We are now shipping OSS kernels, allowing you to inspect, modify, and contribute to the core logic. Check out our latest implementations:

  • GEMM + Amax: Optimized FP8 matrix multiplication with absolute maximum calculation.
  • GEMM + SwiGLU: High-performance implementation of the SwiGLU activation fused with GEMM.
  • Grouped GEMM + GLU: Unified grouped GEMM GLU API supporting dense and discrete MoE weight layouts.
  • Grouped GEMM + dGLU: Unified grouped GEMM dGLU backward API supporting dense and discrete MoE weight layouts.
  • Grouped GEMM + SwiGLU: SwiGLU activation fused with Grouped GEMM.
  • Grouped GEMM + dSwiglu: dSwiglu activation fused with Grouped GEMM.
  • Discrete Grouped GEMM + SwiGLU: Per-expert-pointer SwiGLU grouped GEMM for MoE workloads without weight packing.
  • Discrete Grouped GEMM + dSwiGLU: Per-expert-pointer dSwiGLU backward grouped GEMM for MoE workloads without weight packing.
  • Grouped GEMM + Quant: Legacy dense-only grouped GEMM quant API for MoE FC2/dFC1 workloads.
  • Grouped GEMM + Quant (Unified): Unified grouped GEMM quant API with per-row gating for MoE FC2/dFC1 workloads.
  • NSA: Native Sparse attention as described in the Native Sparse Attention: Hardware-Aligned and Natively Trainable Sparse Attention.
  • SDPA Backward: SM100, D=256: SDPA Backward pass for D=256 on SM100.
  • cudnn SDPA Fprop: Open sourcing the Hopper and Blackwell fprop kernels with stats.
  • Fused RMSNorm + SiLU: Implementation of a fused kernel of RMS normalization followed by SiLU (Swish) activation.
  • SDPA PyTorch Op: PyTorch custom operator for cuDNN-accelerated Scaled Dot-Product Attention with autograd and torch.compile support.

🔥🔥🔥 SOTA Attention Kernels from cudnn backend

Llama 3.1 style Forward and Bprop with causal masking

Llama 3.1 SDPA Benchmark on GB300 (only cuDNN)

Deepseek v3 style Forward and Bprop with causal masking

DSv3 SDPA Benchmark on GB300 (only cuDNN)

Key Features

  • Unified Graph API: Create reusable, persistent cudnn_frontend::graph::Graph objects to describe complex subgraphs.
  • Ease of Use: Simplified C++ and Python bindings (via pybind11) that abstract away the boilerplate of the backend API.
  • Performance: Built-in autotuning and support for the latest NVIDIA GPU architectures.

Installation

🐍 Python

The easiest way to get started is via pip:

pip install nvidia_cudnn_frontend

Requirements:

  • Python 3.8+
  • NVIDIA driver and CUDA Toolkit

⚙️ C++ (Header Only)

Since the C++ API is header-only, integration is seamless.

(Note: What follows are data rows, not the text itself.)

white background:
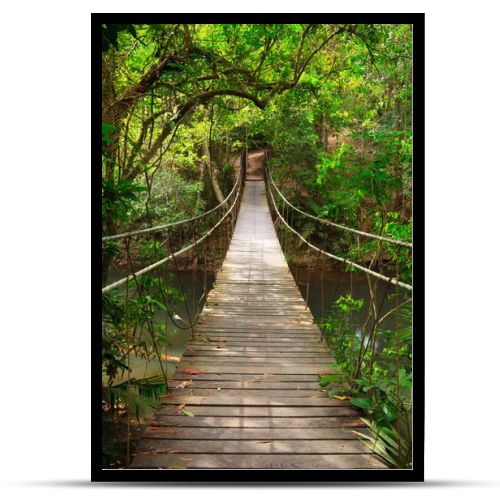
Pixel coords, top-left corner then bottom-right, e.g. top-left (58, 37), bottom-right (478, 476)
top-left (0, 0), bottom-right (500, 500)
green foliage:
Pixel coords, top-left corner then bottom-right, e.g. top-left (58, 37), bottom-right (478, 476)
top-left (318, 295), bottom-right (412, 467)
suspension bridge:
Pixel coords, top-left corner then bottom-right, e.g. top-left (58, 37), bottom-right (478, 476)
top-left (103, 148), bottom-right (411, 469)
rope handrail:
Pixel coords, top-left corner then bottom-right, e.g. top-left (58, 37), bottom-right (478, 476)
top-left (101, 171), bottom-right (242, 293)
top-left (267, 168), bottom-right (413, 248)
top-left (101, 168), bottom-right (241, 241)
top-left (268, 171), bottom-right (413, 291)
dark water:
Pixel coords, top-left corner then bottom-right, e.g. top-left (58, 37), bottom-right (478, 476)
top-left (105, 271), bottom-right (214, 383)
top-left (105, 268), bottom-right (406, 383)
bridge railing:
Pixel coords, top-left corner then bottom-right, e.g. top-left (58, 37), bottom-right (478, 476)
top-left (102, 163), bottom-right (245, 293)
top-left (264, 151), bottom-right (413, 291)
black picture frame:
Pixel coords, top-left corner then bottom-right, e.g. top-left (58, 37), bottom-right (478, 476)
top-left (91, 13), bottom-right (425, 485)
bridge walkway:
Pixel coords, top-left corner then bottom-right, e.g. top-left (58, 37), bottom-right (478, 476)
top-left (132, 180), bottom-right (385, 469)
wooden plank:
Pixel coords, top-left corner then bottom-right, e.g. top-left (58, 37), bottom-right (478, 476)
top-left (177, 353), bottom-right (332, 366)
top-left (144, 427), bottom-right (363, 441)
top-left (150, 416), bottom-right (366, 429)
top-left (167, 386), bottom-right (332, 398)
top-left (171, 378), bottom-right (319, 390)
top-left (172, 372), bottom-right (318, 382)
top-left (174, 362), bottom-right (334, 376)
top-left (184, 342), bottom-right (331, 357)
top-left (137, 438), bottom-right (367, 455)
top-left (161, 394), bottom-right (345, 407)
top-left (132, 181), bottom-right (376, 469)
top-left (132, 453), bottom-right (387, 469)
top-left (156, 401), bottom-right (361, 416)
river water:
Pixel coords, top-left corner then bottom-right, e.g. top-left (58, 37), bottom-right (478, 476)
top-left (106, 268), bottom-right (406, 383)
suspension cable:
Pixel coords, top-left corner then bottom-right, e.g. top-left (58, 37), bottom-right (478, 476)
top-left (101, 168), bottom-right (241, 241)
top-left (268, 169), bottom-right (413, 290)
top-left (102, 171), bottom-right (242, 293)
top-left (267, 167), bottom-right (413, 248)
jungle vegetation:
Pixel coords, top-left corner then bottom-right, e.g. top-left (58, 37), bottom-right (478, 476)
top-left (102, 24), bottom-right (412, 468)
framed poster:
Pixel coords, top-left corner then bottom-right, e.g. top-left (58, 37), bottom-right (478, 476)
top-left (92, 10), bottom-right (424, 482)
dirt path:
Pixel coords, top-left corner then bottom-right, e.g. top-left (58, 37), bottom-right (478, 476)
top-left (247, 150), bottom-right (264, 181)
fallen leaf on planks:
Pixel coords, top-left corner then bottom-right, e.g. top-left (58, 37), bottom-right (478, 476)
top-left (177, 368), bottom-right (203, 375)
top-left (160, 354), bottom-right (181, 361)
top-left (175, 380), bottom-right (193, 389)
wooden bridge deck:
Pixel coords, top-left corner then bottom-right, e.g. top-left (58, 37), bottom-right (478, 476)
top-left (132, 181), bottom-right (385, 469)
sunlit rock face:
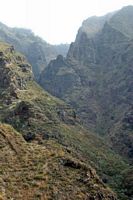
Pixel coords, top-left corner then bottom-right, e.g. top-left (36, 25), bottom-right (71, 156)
top-left (40, 6), bottom-right (133, 160)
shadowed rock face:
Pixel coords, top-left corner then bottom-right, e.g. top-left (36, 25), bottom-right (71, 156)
top-left (40, 6), bottom-right (133, 160)
top-left (0, 43), bottom-right (119, 200)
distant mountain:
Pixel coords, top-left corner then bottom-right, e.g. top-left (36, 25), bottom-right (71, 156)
top-left (0, 23), bottom-right (69, 80)
top-left (0, 43), bottom-right (132, 200)
top-left (40, 6), bottom-right (133, 161)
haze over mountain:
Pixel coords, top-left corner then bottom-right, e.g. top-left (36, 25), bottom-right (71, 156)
top-left (0, 6), bottom-right (133, 200)
top-left (40, 6), bottom-right (133, 163)
top-left (0, 43), bottom-right (123, 200)
top-left (0, 23), bottom-right (69, 80)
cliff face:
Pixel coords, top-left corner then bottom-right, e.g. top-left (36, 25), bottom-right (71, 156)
top-left (40, 6), bottom-right (133, 160)
top-left (0, 43), bottom-right (132, 200)
top-left (0, 23), bottom-right (69, 80)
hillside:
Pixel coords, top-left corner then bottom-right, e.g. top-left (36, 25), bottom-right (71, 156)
top-left (40, 6), bottom-right (133, 162)
top-left (0, 43), bottom-right (132, 200)
top-left (0, 23), bottom-right (69, 80)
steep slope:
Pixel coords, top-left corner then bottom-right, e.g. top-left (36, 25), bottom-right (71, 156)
top-left (0, 124), bottom-right (116, 200)
top-left (40, 6), bottom-right (133, 161)
top-left (0, 43), bottom-right (132, 199)
top-left (0, 23), bottom-right (69, 79)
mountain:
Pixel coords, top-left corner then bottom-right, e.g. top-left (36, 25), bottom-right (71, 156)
top-left (0, 23), bottom-right (69, 80)
top-left (0, 43), bottom-right (132, 200)
top-left (40, 6), bottom-right (133, 162)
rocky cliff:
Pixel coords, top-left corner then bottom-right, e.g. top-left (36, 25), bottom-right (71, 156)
top-left (0, 23), bottom-right (69, 80)
top-left (40, 6), bottom-right (133, 160)
top-left (0, 43), bottom-right (132, 200)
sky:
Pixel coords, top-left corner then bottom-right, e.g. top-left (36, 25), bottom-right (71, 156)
top-left (0, 0), bottom-right (133, 44)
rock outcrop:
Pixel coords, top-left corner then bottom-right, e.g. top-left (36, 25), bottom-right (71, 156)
top-left (0, 23), bottom-right (69, 80)
top-left (0, 43), bottom-right (131, 200)
top-left (40, 6), bottom-right (133, 160)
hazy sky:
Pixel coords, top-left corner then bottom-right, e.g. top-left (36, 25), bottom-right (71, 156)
top-left (0, 0), bottom-right (133, 44)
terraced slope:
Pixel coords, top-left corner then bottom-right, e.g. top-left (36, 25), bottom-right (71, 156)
top-left (0, 43), bottom-right (132, 199)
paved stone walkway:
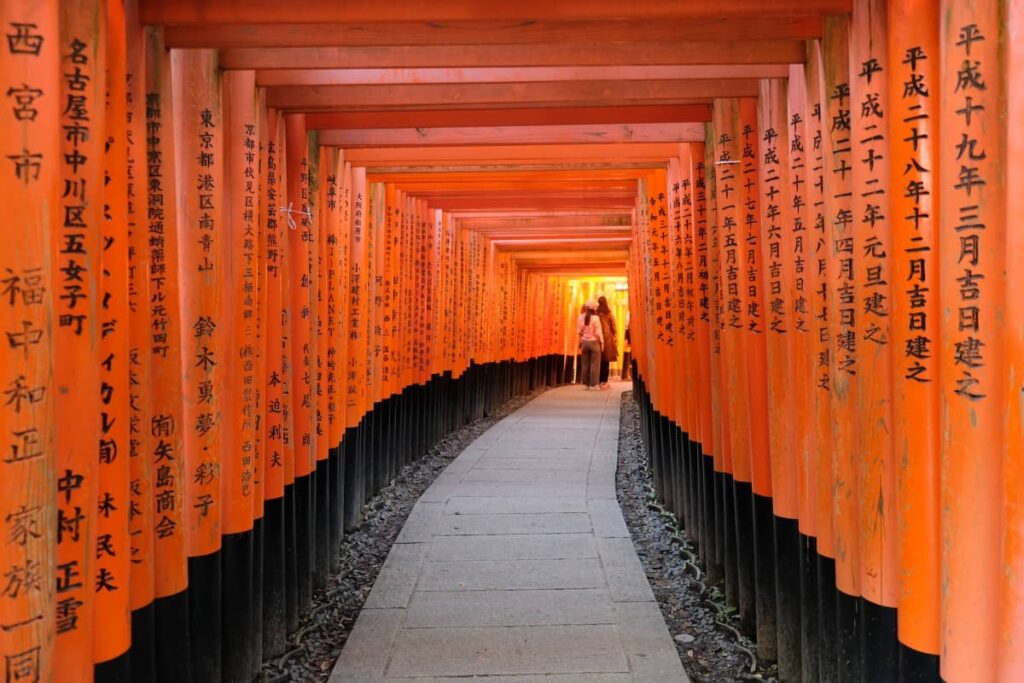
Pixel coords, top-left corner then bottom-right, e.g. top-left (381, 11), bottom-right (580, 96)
top-left (331, 383), bottom-right (687, 683)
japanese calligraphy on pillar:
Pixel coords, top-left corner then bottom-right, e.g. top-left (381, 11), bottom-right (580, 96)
top-left (224, 71), bottom-right (261, 533)
top-left (937, 0), bottom-right (1007, 680)
top-left (125, 0), bottom-right (155, 609)
top-left (93, 3), bottom-right (131, 661)
top-left (850, 0), bottom-right (898, 606)
top-left (173, 50), bottom-right (223, 557)
top-left (822, 16), bottom-right (860, 595)
top-left (0, 2), bottom-right (61, 683)
top-left (261, 111), bottom-right (288, 501)
top-left (142, 29), bottom-right (187, 597)
top-left (887, 0), bottom-right (942, 654)
top-left (53, 1), bottom-right (103, 679)
top-left (943, 24), bottom-right (998, 402)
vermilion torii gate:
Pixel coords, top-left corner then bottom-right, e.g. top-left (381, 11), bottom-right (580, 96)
top-left (0, 0), bottom-right (1024, 683)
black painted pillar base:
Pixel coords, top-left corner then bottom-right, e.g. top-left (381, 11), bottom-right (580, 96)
top-left (129, 602), bottom-right (157, 683)
top-left (188, 551), bottom-right (223, 681)
top-left (153, 589), bottom-right (191, 683)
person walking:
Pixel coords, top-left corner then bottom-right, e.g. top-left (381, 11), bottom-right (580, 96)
top-left (578, 299), bottom-right (604, 391)
top-left (597, 296), bottom-right (618, 389)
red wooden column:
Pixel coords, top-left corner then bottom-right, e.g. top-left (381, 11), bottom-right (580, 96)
top-left (805, 36), bottom-right (838, 677)
top-left (997, 1), bottom-right (1024, 680)
top-left (219, 65), bottom-right (261, 680)
top-left (705, 133), bottom-right (736, 589)
top-left (345, 168), bottom-right (370, 528)
top-left (822, 17), bottom-right (860, 630)
top-left (142, 24), bottom-right (191, 680)
top-left (888, 0), bottom-right (945, 678)
top-left (93, 2), bottom-right (137, 680)
top-left (937, 2), bottom-right (1007, 681)
top-left (758, 79), bottom-right (802, 678)
top-left (0, 2), bottom-right (58, 681)
top-left (779, 60), bottom-right (824, 681)
top-left (306, 131), bottom-right (333, 589)
top-left (319, 147), bottom-right (344, 565)
top-left (713, 99), bottom-right (757, 636)
top-left (260, 110), bottom-right (294, 656)
top-left (285, 114), bottom-right (315, 612)
top-left (849, 0), bottom-right (899, 680)
top-left (54, 0), bottom-right (105, 681)
top-left (688, 142), bottom-right (715, 574)
top-left (675, 143), bottom-right (702, 544)
top-left (122, 2), bottom-right (156, 681)
top-left (739, 97), bottom-right (777, 660)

Simply include the header in your compilation unit:

#include <cudnn_frontend.h>

Ensure your include path points to the include/ directory of this repository.

Building from Source

If you want to build the Python bindings from source or run the C++ samples:

1. Dependencies

  • python-dev (e.g., apt-get install python-dev)
  • Dependencies listed in requirements.txt (pip install -r requirements.txt)

2. Python Source Build

pip install -v git+https://github.com/NVIDIA/cudnn-frontend.git

Environment variables CUDAToolkit_ROOT and CUDNN_PATH can be used to override default paths.

3. C++ Samples Build

mkdir build && cd build
cmake -DCUDNN_PATH=/path/to/cudnn -DCUDAToolkit_ROOT=/path/to/cuda ../
cmake --build . -j16
./bin/samples

Documentation & Examples

  • Developer Guide: Official NVIDIA Documentation
  • C++ Samples: See samples/cpp for comprehensive usage examples.
  • Python Samples: See samples/python for pythonic implementations.

🤝 Contributing

We strictly welcome contributions! Whether you are fixing a bug, improving documentation, or optimizing one of our new OSS kernels, your help makes cuDNN better for everyone.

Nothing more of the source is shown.